Regardless of the objectives of the Reform, health NVOs have not been involved in the discussions on the Reform. GMEI, together with LMS and SKGS, initiated the drafting of a letter to the HSE* (signed by 18 representatives of health NVOs) on the involvement in the planning of the Reform and submitted it
to the HSE (https://www.lrt.lt/naujienos/sveikata/682/1560321/medikai-isplatino-kreipimasireformuojant-sveikatos-prieziuros-istaigu-tinkla-mediku-organizacijos-paliktos-uz-pasitarimu-duru).

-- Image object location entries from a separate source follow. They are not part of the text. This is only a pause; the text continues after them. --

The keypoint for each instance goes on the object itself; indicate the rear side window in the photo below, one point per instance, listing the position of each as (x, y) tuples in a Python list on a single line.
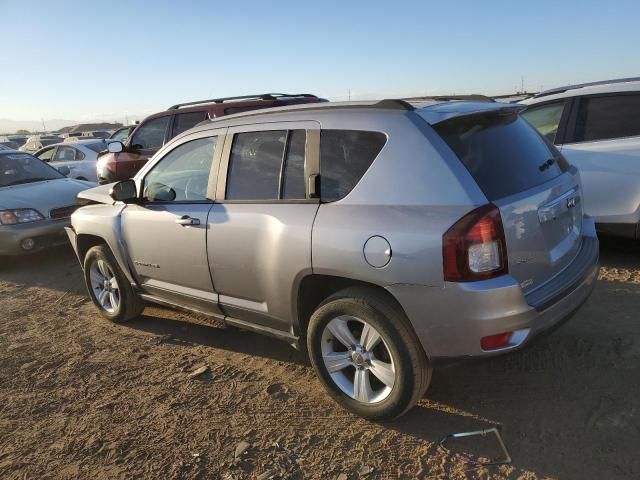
[(254, 165), (185, 121), (345, 155), (97, 147), (183, 174), (545, 119), (293, 180), (232, 110), (267, 165), (602, 118), (150, 134), (502, 152)]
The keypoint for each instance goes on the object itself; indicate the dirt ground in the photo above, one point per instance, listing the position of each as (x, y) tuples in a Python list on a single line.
[(82, 398)]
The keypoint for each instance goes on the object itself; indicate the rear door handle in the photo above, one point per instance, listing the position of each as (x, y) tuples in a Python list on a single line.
[(186, 220)]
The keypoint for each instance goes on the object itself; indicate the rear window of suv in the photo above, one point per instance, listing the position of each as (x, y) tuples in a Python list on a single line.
[(502, 152)]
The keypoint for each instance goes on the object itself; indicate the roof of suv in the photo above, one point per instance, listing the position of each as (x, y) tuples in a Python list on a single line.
[(258, 101), (433, 111), (630, 84)]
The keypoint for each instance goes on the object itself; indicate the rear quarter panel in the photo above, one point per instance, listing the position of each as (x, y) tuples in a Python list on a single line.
[(413, 192), (103, 221)]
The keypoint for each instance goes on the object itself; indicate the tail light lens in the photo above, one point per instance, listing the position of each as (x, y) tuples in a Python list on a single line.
[(474, 248)]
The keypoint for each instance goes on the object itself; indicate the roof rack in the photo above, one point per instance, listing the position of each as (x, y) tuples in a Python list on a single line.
[(261, 96), (473, 97), (582, 85)]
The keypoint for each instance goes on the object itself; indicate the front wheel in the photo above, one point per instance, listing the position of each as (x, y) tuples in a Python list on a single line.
[(367, 355), (108, 287)]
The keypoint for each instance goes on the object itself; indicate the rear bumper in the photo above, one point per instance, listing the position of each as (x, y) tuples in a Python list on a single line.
[(451, 320), (46, 234)]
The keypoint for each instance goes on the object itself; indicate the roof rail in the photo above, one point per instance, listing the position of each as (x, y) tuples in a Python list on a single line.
[(393, 104), (261, 96), (473, 97), (582, 85)]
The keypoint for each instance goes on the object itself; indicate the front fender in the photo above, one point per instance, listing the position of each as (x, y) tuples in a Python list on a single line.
[(104, 222)]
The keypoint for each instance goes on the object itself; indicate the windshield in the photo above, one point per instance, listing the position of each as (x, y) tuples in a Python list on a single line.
[(18, 168)]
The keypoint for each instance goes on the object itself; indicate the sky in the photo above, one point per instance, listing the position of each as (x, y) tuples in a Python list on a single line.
[(88, 60)]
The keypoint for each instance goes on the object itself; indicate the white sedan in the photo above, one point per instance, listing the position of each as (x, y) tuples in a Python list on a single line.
[(74, 159)]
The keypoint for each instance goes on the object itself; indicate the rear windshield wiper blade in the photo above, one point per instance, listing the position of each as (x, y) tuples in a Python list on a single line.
[(28, 180), (547, 164)]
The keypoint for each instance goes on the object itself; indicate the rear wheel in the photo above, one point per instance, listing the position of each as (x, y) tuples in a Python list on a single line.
[(366, 354), (108, 287)]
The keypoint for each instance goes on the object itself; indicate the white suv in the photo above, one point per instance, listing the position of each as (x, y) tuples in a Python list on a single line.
[(596, 126)]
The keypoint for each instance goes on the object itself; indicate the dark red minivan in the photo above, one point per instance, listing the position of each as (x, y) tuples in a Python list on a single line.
[(155, 130)]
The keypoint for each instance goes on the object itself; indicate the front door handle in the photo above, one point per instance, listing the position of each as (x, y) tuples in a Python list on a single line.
[(186, 220)]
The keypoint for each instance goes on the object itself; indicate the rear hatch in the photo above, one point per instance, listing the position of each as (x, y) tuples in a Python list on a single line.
[(537, 192)]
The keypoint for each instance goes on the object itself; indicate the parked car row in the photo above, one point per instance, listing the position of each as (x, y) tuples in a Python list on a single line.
[(379, 237)]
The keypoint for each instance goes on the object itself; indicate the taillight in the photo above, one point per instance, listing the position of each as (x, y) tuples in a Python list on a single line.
[(474, 248)]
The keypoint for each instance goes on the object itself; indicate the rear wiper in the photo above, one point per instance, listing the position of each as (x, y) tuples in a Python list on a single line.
[(547, 164), (29, 180)]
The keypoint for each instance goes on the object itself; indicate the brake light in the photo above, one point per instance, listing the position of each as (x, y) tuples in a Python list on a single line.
[(474, 248)]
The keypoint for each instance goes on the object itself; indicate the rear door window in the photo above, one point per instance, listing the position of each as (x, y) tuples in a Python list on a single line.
[(65, 154), (151, 134), (545, 118), (345, 155), (185, 121), (502, 152), (267, 165), (606, 117), (293, 187)]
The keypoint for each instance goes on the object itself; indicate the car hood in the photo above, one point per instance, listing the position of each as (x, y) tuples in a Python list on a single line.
[(97, 195), (43, 196)]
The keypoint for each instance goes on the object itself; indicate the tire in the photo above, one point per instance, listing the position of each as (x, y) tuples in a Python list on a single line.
[(123, 301), (398, 355)]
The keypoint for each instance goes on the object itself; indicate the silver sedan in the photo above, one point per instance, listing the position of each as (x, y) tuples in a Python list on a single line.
[(36, 202)]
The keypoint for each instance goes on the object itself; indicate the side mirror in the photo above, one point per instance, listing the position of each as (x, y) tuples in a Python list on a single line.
[(115, 147), (124, 191)]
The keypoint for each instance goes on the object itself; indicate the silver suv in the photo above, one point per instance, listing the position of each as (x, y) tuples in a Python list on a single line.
[(377, 236), (596, 126)]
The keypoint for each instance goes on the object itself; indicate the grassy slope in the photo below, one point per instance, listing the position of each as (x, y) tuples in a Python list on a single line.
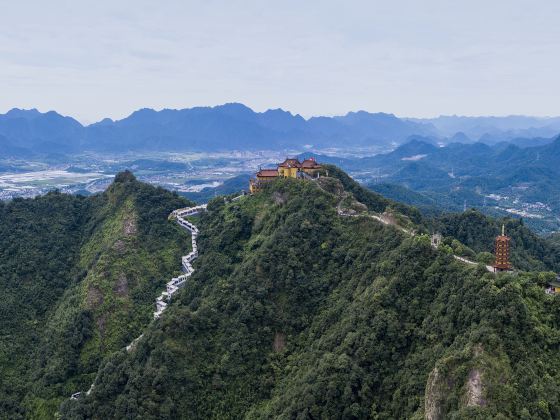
[(296, 312)]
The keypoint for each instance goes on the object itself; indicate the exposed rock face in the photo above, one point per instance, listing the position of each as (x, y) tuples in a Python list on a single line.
[(474, 389), (447, 382), (279, 342), (119, 246), (434, 396), (279, 198), (94, 297), (121, 287), (129, 226)]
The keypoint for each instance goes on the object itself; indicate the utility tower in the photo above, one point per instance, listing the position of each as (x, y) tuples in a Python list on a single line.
[(502, 252)]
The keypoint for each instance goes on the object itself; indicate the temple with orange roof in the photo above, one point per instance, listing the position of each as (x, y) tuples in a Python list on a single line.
[(290, 168)]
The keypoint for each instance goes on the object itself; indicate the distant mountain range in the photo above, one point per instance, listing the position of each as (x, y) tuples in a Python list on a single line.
[(236, 127), (225, 127)]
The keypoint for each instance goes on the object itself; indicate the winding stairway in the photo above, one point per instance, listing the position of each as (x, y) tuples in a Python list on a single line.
[(176, 283), (186, 261)]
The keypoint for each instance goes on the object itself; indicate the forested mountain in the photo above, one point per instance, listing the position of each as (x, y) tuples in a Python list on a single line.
[(296, 309), (497, 179), (78, 279), (298, 312)]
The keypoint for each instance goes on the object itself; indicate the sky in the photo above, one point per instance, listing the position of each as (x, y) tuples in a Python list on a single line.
[(96, 59)]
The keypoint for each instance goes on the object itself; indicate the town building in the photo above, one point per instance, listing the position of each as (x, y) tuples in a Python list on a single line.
[(290, 168)]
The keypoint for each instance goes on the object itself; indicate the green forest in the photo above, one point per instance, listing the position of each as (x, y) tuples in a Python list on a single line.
[(78, 277), (294, 311)]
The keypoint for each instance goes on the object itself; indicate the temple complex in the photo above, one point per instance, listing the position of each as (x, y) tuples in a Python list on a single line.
[(501, 262), (290, 168)]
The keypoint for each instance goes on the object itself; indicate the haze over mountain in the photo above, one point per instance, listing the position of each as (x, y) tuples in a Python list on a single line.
[(236, 127)]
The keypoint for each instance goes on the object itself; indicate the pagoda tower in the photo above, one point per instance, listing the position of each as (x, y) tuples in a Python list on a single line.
[(502, 252)]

GMEI, together with LMS, SKGS and LŽSHA, highlights the following issues:
1) Lack of trust in SSVAI by health system NVOs and patients and lack of SSVAI oversight;
2) Health NVOs do not have effective, legally based guidelines and a common strategy for working with SSVAI on issues of concern to the Lithuanian health system and patients.
Focus groups:
1) Health system NVOs;
2) Patients.
The Project:
1) Propose new legal instruments, thereby increasing the effectiveness and transparency of cooperation between SSVAI, NVOs and patients;
2) Encourage closer cooperation between health NVOs and SSVAI;
3) Empower target groups through the organization and provision of legal aid, education and training;
4) Introduce a cross-sectoral cooperation strategy based on effective and legally-backed cooperation;
5) Educate the medical community, patients and the general public using a variety of outreach methods.

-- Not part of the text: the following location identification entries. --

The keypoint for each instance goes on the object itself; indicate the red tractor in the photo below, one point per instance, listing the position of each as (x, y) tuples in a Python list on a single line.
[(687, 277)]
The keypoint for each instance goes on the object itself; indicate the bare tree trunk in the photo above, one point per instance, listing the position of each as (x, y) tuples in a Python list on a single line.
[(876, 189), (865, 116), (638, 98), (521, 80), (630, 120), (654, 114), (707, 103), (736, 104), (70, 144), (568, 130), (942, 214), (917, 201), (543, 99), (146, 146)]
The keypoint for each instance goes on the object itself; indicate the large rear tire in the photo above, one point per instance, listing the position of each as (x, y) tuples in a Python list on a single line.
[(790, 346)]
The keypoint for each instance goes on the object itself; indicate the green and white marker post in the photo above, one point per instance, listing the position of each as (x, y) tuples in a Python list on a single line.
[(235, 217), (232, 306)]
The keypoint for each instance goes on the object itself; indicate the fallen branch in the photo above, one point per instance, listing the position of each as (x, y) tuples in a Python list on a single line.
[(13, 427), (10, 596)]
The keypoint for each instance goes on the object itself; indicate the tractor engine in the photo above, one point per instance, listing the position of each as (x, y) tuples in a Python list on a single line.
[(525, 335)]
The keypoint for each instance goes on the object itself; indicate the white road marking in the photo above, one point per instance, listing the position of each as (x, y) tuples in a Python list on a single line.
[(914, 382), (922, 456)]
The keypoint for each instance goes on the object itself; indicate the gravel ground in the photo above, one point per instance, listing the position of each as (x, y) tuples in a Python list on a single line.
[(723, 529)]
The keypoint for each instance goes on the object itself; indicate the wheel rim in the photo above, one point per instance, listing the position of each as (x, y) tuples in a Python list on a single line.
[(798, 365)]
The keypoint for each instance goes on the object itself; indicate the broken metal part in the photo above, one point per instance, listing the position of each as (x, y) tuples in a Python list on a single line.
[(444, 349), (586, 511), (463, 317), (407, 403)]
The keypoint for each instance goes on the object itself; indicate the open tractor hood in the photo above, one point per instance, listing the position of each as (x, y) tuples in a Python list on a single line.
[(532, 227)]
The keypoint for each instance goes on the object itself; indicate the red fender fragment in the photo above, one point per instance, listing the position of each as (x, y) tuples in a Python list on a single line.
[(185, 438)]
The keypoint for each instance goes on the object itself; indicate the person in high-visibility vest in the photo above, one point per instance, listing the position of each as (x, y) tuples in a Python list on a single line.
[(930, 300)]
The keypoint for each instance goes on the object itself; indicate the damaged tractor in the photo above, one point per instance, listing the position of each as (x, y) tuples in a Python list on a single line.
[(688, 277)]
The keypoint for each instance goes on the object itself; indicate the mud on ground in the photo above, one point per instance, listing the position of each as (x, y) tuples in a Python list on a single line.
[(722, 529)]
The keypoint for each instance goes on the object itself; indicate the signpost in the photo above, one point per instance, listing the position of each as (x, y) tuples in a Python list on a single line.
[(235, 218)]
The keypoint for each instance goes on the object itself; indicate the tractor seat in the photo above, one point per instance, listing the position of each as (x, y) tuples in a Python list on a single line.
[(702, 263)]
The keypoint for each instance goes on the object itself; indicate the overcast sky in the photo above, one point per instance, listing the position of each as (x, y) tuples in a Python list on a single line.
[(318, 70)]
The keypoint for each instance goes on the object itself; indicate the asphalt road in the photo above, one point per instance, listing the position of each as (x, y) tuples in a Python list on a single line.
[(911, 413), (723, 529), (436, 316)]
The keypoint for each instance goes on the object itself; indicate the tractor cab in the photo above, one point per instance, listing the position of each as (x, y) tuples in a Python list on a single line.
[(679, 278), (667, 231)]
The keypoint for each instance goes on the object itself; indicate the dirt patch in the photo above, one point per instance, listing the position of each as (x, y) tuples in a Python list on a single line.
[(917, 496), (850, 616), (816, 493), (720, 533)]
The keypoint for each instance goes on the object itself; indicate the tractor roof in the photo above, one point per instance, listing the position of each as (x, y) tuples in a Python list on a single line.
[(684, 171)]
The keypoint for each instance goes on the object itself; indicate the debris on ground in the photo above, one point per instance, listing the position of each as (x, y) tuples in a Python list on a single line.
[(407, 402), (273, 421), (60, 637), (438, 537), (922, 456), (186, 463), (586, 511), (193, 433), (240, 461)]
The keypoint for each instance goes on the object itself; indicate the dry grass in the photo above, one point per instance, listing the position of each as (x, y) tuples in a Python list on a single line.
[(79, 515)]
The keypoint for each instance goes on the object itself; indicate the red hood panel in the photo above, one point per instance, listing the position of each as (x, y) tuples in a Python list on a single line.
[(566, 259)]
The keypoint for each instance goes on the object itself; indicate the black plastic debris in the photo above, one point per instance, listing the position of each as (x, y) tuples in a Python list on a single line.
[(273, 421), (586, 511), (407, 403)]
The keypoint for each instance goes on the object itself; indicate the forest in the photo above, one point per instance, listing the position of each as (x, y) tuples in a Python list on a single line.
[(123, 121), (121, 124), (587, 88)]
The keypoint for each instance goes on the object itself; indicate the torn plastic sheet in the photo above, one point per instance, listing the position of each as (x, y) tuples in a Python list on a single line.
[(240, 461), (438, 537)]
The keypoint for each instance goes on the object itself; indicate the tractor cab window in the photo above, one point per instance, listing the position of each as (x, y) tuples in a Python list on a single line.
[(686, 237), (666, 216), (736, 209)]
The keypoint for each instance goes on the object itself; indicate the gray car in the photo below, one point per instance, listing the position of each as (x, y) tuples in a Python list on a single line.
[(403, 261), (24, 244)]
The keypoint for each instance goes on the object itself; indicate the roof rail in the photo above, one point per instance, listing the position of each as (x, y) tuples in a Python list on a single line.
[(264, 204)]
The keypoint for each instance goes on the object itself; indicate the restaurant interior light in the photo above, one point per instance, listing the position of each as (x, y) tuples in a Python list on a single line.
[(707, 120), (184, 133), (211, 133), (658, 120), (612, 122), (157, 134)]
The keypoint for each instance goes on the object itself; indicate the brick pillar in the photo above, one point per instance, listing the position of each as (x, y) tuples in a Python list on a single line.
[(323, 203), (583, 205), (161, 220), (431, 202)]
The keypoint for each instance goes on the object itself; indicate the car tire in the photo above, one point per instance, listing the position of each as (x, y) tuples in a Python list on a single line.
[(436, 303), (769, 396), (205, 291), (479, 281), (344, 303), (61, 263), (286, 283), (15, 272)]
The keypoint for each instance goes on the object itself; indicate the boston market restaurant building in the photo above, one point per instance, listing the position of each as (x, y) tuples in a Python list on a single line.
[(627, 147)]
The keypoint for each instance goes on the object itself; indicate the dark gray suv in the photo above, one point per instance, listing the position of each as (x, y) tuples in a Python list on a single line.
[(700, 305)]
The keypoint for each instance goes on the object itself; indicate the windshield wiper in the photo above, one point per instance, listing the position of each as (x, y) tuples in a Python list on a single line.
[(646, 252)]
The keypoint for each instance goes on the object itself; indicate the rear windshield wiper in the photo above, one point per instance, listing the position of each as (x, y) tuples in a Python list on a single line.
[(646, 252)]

The Project became the basis for strengthening the activities of health system NGOs, their opportunities to get involved in the activities of SSVAI, decision-making, legislation, etc. Trained health system NGOs actively and efficiently presented drafts of legal acts and proposals for their change and achieved results. In the same way, the health system NGOs actively and professionally began to express their public, civil, legal and political positions in the press, talking about the problems of the system and ways of solving them. Previously, there was no space for such a constructive, economic, legal and fact-based conversation between health system NGOs and SSVAI. SSVAI recognized the capabilities and capacities of health system NGOs to perform state functions, so state functions were newly transferred to the Lithuanian Chamber of Dentists - licensing of specialists and supervision of their activities.
The project was beneficial to GMEI and the Project partners, as it further strengthened their mutual ties and relations, and created the basis for extended cooperation.
Health system NGOs and their representatives, having acquired new knowledge and competences, begin to participate more actively in the control of SSVAI activities, SSVAI decision-making processes (working groups), legislation and supervision of its implementation.